- The Washington Times - Tuesday, April 16, 2002

One place Democrats and Republicans fail to find common ground concerns the exact whereabouts of the cultural "mainstream." This dispute, brought to a nearly perfect mathematical stalemate by the 2000 election, has been largely overshadowed since September 11, but that doesn't mean it has gone away. The battle of the mainstream rages on, hotter than ever, on the front-line of the Senate Judiciary Committee.

That's where nine Senate Republicans, led by Utah's Orrin Hatch, try and try again to avert the vacancy crisis on the federal bench by championing Bush nominees from the conservative mainstream. And that's where 10 Senate Democrats, led by Vermont's Patrick Leahy, block Bush nominees, declaring that their very conservatism marks them as fish out of mainstream waters. Who's right? Who's got a finger on the American pulse?

No one will really know the answer until the next election, but we're going to bet it isn't Mr. Leahy and not just because of his judicial philosophy. This little hunch boils down to something more basic: the sheer, jaw-dropping grumpiness that drove Mr. Leahy to nix legislation that would have made the nearly 400 police and firemen who gave their lives on September 11 the first recipients of a new public-safety award for valor. As Judiciary Committee chairman, Mr. Leahy has refused to bring a House medals-for-heroes measure to a committee vote "effectively killing it," as the New York Post reported last week. Looks like it isn't just conservative judicial nominees who suffer at Mr. Leahy's obstructionist hands.

But why the inexplicable churlishness? The Vermont senator told the newspaper he killed the medals measure because proper protocol wasn't followed: The 11-member advisory board behind the Presidential Medal of Valor didn't recommend the medals distribution; just 409 members of the House of Representatives did. (The House voted unanimously last October to approve the medals bill sponsored by New York Democrat Joseph Crowley, whose fireman-cousin died in the attack.) And Leahy "aides also said that under the legislation creating the medal" written before September 11, incidentally "a maximum of only five per year are supposed to be doled out." Does that mean that either Mr. Leahy or his aides believe that there was "a maximum" of only five heroes on September 11?
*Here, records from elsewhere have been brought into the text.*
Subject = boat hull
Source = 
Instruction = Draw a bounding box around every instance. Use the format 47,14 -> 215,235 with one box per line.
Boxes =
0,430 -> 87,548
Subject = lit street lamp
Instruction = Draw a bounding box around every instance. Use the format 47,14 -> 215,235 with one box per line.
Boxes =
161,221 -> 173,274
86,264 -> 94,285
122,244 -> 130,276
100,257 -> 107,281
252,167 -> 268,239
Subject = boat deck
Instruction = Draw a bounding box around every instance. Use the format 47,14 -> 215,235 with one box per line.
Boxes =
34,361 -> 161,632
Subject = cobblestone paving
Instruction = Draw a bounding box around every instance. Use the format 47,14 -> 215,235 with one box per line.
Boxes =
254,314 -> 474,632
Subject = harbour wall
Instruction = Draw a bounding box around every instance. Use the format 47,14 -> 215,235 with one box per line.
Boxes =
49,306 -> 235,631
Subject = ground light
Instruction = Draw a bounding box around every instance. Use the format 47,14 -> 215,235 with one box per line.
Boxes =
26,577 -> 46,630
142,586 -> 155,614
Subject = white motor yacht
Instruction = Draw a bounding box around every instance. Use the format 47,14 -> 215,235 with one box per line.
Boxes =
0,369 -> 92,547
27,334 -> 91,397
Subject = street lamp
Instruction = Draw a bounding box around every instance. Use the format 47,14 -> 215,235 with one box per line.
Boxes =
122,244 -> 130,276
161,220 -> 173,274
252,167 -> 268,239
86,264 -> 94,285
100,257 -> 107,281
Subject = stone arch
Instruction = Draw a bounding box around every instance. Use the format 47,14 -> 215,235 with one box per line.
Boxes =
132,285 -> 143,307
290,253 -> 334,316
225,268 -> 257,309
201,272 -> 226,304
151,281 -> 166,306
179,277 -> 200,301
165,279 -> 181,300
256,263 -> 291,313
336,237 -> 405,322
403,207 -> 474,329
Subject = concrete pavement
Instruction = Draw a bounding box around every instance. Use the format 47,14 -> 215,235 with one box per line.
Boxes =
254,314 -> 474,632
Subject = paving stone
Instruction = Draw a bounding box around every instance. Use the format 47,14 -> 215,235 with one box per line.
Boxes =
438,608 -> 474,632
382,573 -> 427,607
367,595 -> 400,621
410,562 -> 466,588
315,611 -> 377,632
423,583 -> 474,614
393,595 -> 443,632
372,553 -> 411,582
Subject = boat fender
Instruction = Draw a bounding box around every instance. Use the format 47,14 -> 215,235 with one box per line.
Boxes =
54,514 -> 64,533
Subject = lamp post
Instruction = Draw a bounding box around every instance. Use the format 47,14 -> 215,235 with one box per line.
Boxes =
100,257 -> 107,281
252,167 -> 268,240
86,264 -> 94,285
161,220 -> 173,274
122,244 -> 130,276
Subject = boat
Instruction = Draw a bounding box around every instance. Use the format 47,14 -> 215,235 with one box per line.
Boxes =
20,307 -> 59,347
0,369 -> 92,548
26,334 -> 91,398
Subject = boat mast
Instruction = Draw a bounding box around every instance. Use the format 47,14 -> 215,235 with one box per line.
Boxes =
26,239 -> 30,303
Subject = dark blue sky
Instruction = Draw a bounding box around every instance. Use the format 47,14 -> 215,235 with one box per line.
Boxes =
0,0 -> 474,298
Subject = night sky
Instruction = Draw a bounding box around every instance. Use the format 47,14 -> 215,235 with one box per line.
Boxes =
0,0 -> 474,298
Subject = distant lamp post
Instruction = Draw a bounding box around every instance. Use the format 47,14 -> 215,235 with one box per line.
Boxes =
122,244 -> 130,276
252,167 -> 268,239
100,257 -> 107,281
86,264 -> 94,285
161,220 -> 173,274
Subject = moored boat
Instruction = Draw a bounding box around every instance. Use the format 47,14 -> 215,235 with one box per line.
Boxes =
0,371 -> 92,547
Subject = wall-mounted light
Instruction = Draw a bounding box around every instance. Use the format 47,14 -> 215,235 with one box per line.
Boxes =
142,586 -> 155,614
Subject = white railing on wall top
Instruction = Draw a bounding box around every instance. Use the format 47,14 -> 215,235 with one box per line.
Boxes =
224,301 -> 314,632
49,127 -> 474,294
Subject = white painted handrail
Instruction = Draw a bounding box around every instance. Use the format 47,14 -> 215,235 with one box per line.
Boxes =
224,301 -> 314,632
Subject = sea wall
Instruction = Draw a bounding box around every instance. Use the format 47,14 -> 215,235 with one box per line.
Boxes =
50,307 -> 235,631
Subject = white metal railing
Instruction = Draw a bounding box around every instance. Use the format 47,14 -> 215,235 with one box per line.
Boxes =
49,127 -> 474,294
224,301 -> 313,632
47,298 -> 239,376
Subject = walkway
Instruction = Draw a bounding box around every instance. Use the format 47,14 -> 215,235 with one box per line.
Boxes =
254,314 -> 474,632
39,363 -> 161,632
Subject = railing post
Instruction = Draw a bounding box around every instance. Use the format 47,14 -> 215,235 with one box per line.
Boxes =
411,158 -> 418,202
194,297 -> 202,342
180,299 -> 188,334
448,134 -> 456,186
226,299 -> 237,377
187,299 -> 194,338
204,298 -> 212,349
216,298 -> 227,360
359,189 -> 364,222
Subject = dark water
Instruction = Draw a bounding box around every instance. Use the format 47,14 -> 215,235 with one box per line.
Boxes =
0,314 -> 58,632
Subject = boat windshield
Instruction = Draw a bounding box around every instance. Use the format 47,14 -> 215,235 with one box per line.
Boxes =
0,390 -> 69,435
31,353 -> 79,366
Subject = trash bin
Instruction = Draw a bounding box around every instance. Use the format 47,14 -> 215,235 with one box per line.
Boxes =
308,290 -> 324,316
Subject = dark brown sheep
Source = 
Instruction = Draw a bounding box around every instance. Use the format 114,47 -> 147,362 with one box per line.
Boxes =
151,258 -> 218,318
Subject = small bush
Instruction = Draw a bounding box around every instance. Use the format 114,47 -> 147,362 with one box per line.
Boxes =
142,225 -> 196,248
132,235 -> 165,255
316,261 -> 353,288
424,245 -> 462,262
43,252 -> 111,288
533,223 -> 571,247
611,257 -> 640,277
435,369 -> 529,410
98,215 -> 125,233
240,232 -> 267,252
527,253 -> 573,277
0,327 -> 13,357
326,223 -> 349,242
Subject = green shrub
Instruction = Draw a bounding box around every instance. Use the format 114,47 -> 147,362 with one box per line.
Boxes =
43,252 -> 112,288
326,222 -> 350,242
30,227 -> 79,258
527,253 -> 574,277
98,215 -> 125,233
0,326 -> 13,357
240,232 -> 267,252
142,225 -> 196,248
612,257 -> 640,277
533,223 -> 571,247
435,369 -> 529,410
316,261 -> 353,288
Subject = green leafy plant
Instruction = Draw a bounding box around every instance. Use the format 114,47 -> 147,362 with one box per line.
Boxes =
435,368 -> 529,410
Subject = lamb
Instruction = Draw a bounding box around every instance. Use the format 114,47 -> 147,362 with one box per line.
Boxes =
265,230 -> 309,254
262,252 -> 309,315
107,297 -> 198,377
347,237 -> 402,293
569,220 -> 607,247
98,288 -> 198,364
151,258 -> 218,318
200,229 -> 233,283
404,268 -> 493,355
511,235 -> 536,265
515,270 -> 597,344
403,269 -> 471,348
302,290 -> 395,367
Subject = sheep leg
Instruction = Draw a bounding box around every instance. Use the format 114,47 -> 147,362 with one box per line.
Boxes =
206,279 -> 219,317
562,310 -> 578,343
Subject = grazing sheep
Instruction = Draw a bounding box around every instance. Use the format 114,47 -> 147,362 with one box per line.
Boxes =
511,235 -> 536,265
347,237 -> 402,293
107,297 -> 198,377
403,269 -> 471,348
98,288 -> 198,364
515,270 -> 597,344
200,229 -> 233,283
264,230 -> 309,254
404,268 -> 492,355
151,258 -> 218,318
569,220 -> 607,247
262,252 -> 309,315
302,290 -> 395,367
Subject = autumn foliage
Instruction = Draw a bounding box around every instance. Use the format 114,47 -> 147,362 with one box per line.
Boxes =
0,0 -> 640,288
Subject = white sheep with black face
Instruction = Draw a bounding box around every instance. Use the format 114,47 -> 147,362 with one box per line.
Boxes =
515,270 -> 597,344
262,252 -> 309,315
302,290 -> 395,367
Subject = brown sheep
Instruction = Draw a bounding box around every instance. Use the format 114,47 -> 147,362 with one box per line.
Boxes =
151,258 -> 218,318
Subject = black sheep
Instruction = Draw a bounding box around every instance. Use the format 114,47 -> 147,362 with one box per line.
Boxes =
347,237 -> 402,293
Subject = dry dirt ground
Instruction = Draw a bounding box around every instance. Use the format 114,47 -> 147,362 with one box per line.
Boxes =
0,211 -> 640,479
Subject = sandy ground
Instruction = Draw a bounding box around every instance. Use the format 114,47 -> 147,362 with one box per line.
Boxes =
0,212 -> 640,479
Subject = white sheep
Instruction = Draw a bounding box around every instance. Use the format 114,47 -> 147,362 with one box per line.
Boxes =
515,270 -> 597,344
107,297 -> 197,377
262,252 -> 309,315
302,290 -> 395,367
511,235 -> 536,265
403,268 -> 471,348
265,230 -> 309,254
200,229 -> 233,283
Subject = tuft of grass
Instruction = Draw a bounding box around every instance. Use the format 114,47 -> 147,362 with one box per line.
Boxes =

In the end, it turns out there was nothing here that a lot of bad publicity couldn't fix. After Mr. Leahy's "DISS-HONOR" of the heroes of September 11 became a New York tabloid headline and after "getting flooded with complaints at his office," as a Post follow-up story reported the Vermont senator reversed himself and decided to bring the measure to a vote this week after all.

What a good idea. Still, it makes you wonder what Mr. Bush's judicial nominees have to do to get similar treatment.